¿Qué son las derivaciones en un electrocardiograma?
En un electrocardiograma, las derivaciones son las distintas vistas o canales que registran el potencial eléctrico del corazón entre pares de electrodos. Cada derivación proporciona una grabación de la actividad eléctrica desde un ángulo específico y muestra las diferentes fases del ciclo cardíaco a través de las ondas P, el complejo QRS y la onda T. Estas derivaciones permiten analizar la dirección y la magnitud de la despolarización y la repolarización en distintas zonas del corazón. En conjunto, las derivaciones forman un mapa completo de la actividad eléctrica.

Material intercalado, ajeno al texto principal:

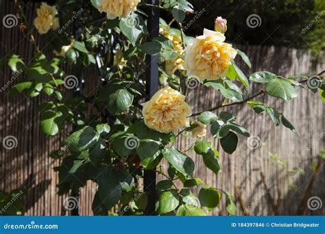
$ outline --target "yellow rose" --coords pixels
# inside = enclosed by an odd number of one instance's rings
[[[170,133],[188,125],[188,117],[192,114],[185,96],[169,86],[158,91],[143,105],[145,125],[161,133]]]
[[[107,14],[107,18],[125,18],[135,10],[140,0],[101,0],[98,5],[101,12]]]
[[[34,25],[40,34],[45,34],[51,29],[56,30],[59,28],[59,18],[56,17],[58,11],[55,5],[42,3],[36,12],[37,17],[34,21]]]
[[[206,125],[202,123],[200,121],[194,120],[192,121],[191,125],[195,125],[194,129],[192,130],[192,133],[199,138],[204,137],[206,135]]]
[[[184,68],[187,75],[197,76],[202,81],[224,76],[237,53],[231,44],[224,42],[225,40],[221,33],[204,29],[203,36],[186,47]]]

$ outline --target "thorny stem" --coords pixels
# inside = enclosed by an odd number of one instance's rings
[[[321,76],[322,74],[325,73],[325,70],[322,71],[321,73],[320,73],[319,74],[317,75],[317,76]],[[310,78],[310,77],[309,77]],[[304,79],[302,81],[299,81],[300,83],[305,83],[306,81],[309,81],[309,79]],[[248,98],[247,98],[246,99],[242,101],[238,101],[238,102],[235,102],[235,103],[228,103],[228,104],[221,104],[221,105],[219,105],[217,107],[215,107],[213,108],[211,108],[211,109],[209,109],[206,111],[204,111],[204,112],[213,112],[216,109],[220,109],[220,108],[224,108],[224,107],[229,107],[229,106],[232,106],[232,105],[241,105],[241,104],[244,104],[245,103],[247,103],[248,101],[250,101],[254,98],[256,98],[256,96],[258,96],[260,95],[262,95],[263,94],[265,93],[265,90],[262,89],[261,90],[260,92],[258,92],[258,93],[254,94],[253,96],[250,96]],[[198,112],[198,113],[195,113],[195,114],[193,114],[191,116],[191,117],[193,117],[193,116],[199,116],[202,113],[204,112]]]

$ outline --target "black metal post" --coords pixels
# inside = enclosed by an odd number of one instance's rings
[[[151,0],[151,4],[159,5],[159,0]],[[147,27],[149,36],[147,41],[159,36],[159,8],[150,7],[147,11]],[[147,55],[146,70],[146,94],[149,100],[159,88],[159,71],[158,66],[158,55]],[[146,216],[156,215],[156,171],[145,170],[143,183],[144,191],[148,194],[148,204],[145,211]]]

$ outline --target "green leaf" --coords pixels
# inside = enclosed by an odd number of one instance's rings
[[[295,129],[293,125],[283,115],[281,116],[281,122],[283,126],[291,129],[296,135],[299,136],[299,133],[297,130]]]
[[[8,60],[8,66],[13,73],[22,73],[24,70],[25,63],[19,58],[19,55],[12,55]]]
[[[132,154],[139,144],[139,140],[136,137],[123,135],[115,139],[112,146],[119,156],[125,157]]]
[[[237,53],[241,57],[241,58],[247,64],[247,66],[248,66],[250,68],[252,68],[252,63],[250,62],[250,59],[246,55],[246,54],[243,53],[243,51],[239,51],[239,49],[237,49]]]
[[[220,202],[221,194],[214,187],[204,186],[199,192],[201,205],[210,211],[217,207]]]
[[[110,209],[117,203],[122,194],[119,173],[115,169],[105,166],[101,168],[97,181],[99,198]]]
[[[68,173],[74,174],[77,172],[79,168],[80,168],[83,164],[82,160],[73,160],[73,164],[72,167],[69,170]]]
[[[253,82],[268,83],[272,79],[275,79],[276,75],[267,71],[260,71],[253,73],[250,77],[250,80]]]
[[[124,192],[130,192],[134,187],[134,178],[132,174],[123,169],[119,170],[121,187]]]
[[[286,102],[298,96],[298,92],[293,86],[280,79],[269,81],[266,85],[266,92],[271,96],[285,99]]]
[[[106,141],[99,138],[96,144],[89,149],[89,158],[92,162],[97,164],[109,155],[108,149],[106,148]]]
[[[176,190],[162,192],[159,197],[159,213],[173,211],[180,204],[180,198]]]
[[[20,94],[23,91],[29,90],[32,85],[33,83],[31,81],[25,81],[17,83],[9,90],[7,94],[13,96],[16,96]]]
[[[100,2],[101,0],[91,0],[91,5],[96,9],[98,9],[98,5],[99,5]]]
[[[151,140],[141,140],[136,153],[141,161],[154,156],[159,150],[159,142]]]
[[[156,42],[145,42],[140,45],[139,49],[146,54],[153,55],[160,51],[161,44]]]
[[[107,216],[108,213],[108,209],[105,207],[105,205],[101,203],[101,200],[100,200],[98,191],[95,194],[91,208],[94,216]]]
[[[145,210],[147,205],[148,204],[148,195],[144,192],[140,192],[139,194],[134,193],[134,196],[133,200],[136,207],[141,210]]]
[[[244,85],[248,91],[250,90],[250,83],[247,79],[245,74],[241,71],[241,70],[236,65],[234,60],[231,61],[232,66],[234,66],[234,71],[237,74],[237,77],[241,81],[241,82]]]
[[[182,9],[180,9],[178,6],[176,6],[171,10],[173,17],[175,18],[177,22],[181,23],[185,19],[186,14]]]
[[[93,127],[86,126],[70,135],[66,144],[72,152],[83,151],[94,146],[98,137]]]
[[[193,175],[194,161],[186,155],[183,155],[173,147],[165,148],[162,155],[177,170],[184,175]]]
[[[229,129],[236,131],[237,133],[239,133],[239,134],[243,135],[245,137],[249,138],[250,135],[248,131],[247,131],[245,128],[234,122],[228,122],[227,123],[227,126],[229,128]]]
[[[62,115],[61,112],[56,112],[53,110],[47,110],[44,112],[40,118],[40,126],[45,134],[54,135],[59,133],[59,125],[60,123],[58,122],[57,118],[62,116]]]
[[[194,145],[194,151],[199,155],[203,155],[208,153],[208,150],[212,148],[211,142],[199,140]]]
[[[82,52],[84,53],[89,53],[88,49],[86,48],[86,45],[84,44],[84,42],[79,42],[77,40],[73,41],[73,47],[80,52]]]
[[[210,148],[207,153],[202,155],[204,165],[215,172],[215,174],[218,174],[220,170],[220,164],[216,156],[218,155],[215,155],[215,151],[212,148]]]
[[[143,19],[134,13],[128,17],[123,18],[119,22],[119,27],[122,33],[135,46],[143,33],[145,33],[145,27]]]
[[[173,181],[166,179],[164,181],[160,181],[157,183],[156,185],[156,189],[160,190],[166,190],[170,189],[173,186]]]
[[[109,95],[107,107],[112,115],[127,110],[132,104],[133,95],[125,89],[118,90]]]
[[[212,87],[216,90],[220,91],[220,92],[226,99],[231,99],[234,101],[243,101],[243,96],[240,92],[231,88],[226,88],[222,83],[216,82],[206,82],[204,83],[208,87]]]
[[[187,179],[184,182],[184,187],[193,187],[197,185],[197,182],[195,179]]]
[[[77,59],[79,57],[79,52],[71,48],[67,51],[66,56],[70,64],[75,64],[77,62]]]
[[[210,125],[218,120],[218,117],[210,112],[204,112],[202,113],[198,118],[200,122],[204,125]]]
[[[225,152],[232,154],[237,148],[238,137],[233,132],[229,133],[220,140],[220,144]]]
[[[54,88],[49,83],[47,83],[44,85],[43,91],[45,94],[50,96],[53,94],[53,92],[54,91]]]
[[[224,122],[232,122],[236,120],[236,116],[229,112],[221,112],[219,117]]]
[[[178,207],[176,213],[178,216],[204,216],[206,213],[198,207],[183,205]]]
[[[162,159],[162,155],[158,151],[154,156],[141,161],[141,166],[146,170],[155,170]]]
[[[217,139],[224,138],[229,133],[228,125],[221,120],[213,122],[210,130],[213,137]]]
[[[108,135],[110,131],[110,127],[108,124],[101,124],[96,126],[96,131],[99,135],[102,138],[105,138]]]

Las derivaciones se organizan en tres grupos: bipolares (I, II, III) que miden la diferencia entre dos electrodos de las extremidades; unipolares o derivaciones aumentadas (aVR, aVL, aVF) que miden la actividad respecto al centro del corazón; y las derivaciones precordiales (V1-V6) que registran la actividad en el plano horizontal alrededor del tórax. En un ECG de 12 derivaciones se obtienen 12 derivaciones: I, II, III, aVR, aVL, aVF y V1-V6.
En función de su ubicación, cada derivación ofrece vistas distintas: las derivaciones bipolares recogen la actividad en el plano frontal; las derivaciones unipolares aportan un punto de referencia único respecto al centro del corazón; las derivaciones precordiales capturan la propagación de la activación en el eje horizontal del corazón.
¿Qué son las derivaciones eléctricas?
Las derivaciones eléctricas son las conexiones que se desprenden de la línea principal de un sistema eléctrico para alimentar distintos elementos o circuitos de una instalación. Se realizan a partir de un punto de distribución, como un cuadro eléctrico, y llevan energía a diferentes puntos de consumo, como tomacorrientes, iluminación o equipos. En una red adecuada, cada derivación se protege y dimensiona para soportar la carga prevista.
Su función es distribuir la energía de forma segura y organizada dentro de un edificio. Las derivaciones permiten que cada circuito opere de manera independiente, facilitando la gestión de cargas y la protección contra sobrecargas. En una instalación típica, una derivación puede partir de un circuito alimentado por un disyuntor y llegar a una serie de tomas o luminarias, manteniendo el cableado ordenado y cumpliendo normas de seguridad.
En el contexto de una instalación eléctrica residencial o comercial, las derivaciones deben estar claramente señaladas, protegidas por conductores adecuados y dimensionadas de acuerdo con la demanda prevista. Un diseño correcto previene fallos, calor excesivo y riesgos para las personas. Es común que las derivaciones incluyan elementos de protección como interruptores automáticos y diferenciales para cortar la energía ante anomalías, así como rutas de cableado que eviten tensiones innecesarias y garanticen una puesta a tierra adecuada.